Thomas “either willfully failed to obtain the necessary information to help reduce the risks of his behavior,” Adkins wrote, “or he was indifferent to mitigating these risks.” That amounted to a “wanton and reckless disregard for human life,” Adkins concluded, and so Thomas was guilty of gross negligence involuntary manslaughter.
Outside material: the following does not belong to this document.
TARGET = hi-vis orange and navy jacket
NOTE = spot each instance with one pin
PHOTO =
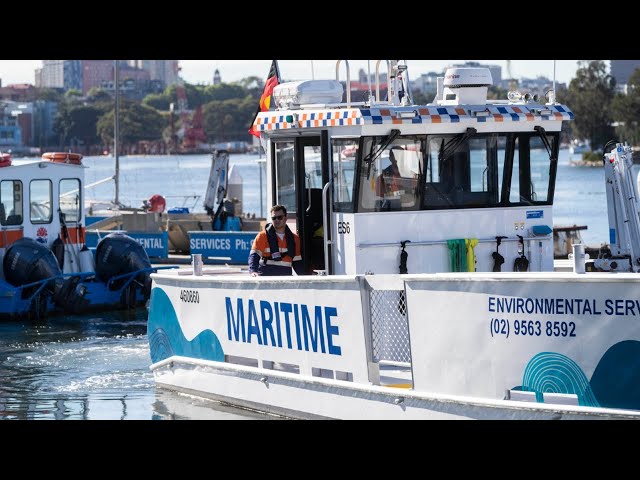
(260, 257)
The court split 4 to 3, and in a dissenting opinion by Judge Michele D. Hotten, the minority said that Thomas’s sale of heroin “was not ‘reasonably related’ to the fatal use of the substance by Mr. Matrey where the consumption occurred outside of Mr. Thomas’s presence, at a different time, in a different place from the completed sale, and with no other involvement from Mr. Thomas.”

DeWolfe, whose office represented Thomas, said the decision “will certainly encourage prosecutors to file more manslaughter cases. But jurors get it. A person selling a batch of drugs is not intending to kill anyone.”

Maryland Attorney General Brian E. Frosh (D), whose office successfully argued the Thomas case, said that prosecutors will not presume homicidal intent with every overdose but that “the prosecutor ought to have the ability to charge somebody with involuntary manslaughter when the circumstances justify it.”

Frosh said prosecutors “shouldn’t be out there prosecuting addicts for their addiction. But when we’re talking about drug dealers, they are selling stuff that is inherently dangerous and has the potential for lethality. They should not escape liability, even for crimes as high as involuntary manslaughter, just because they didn’t know the victim was going to overdose.”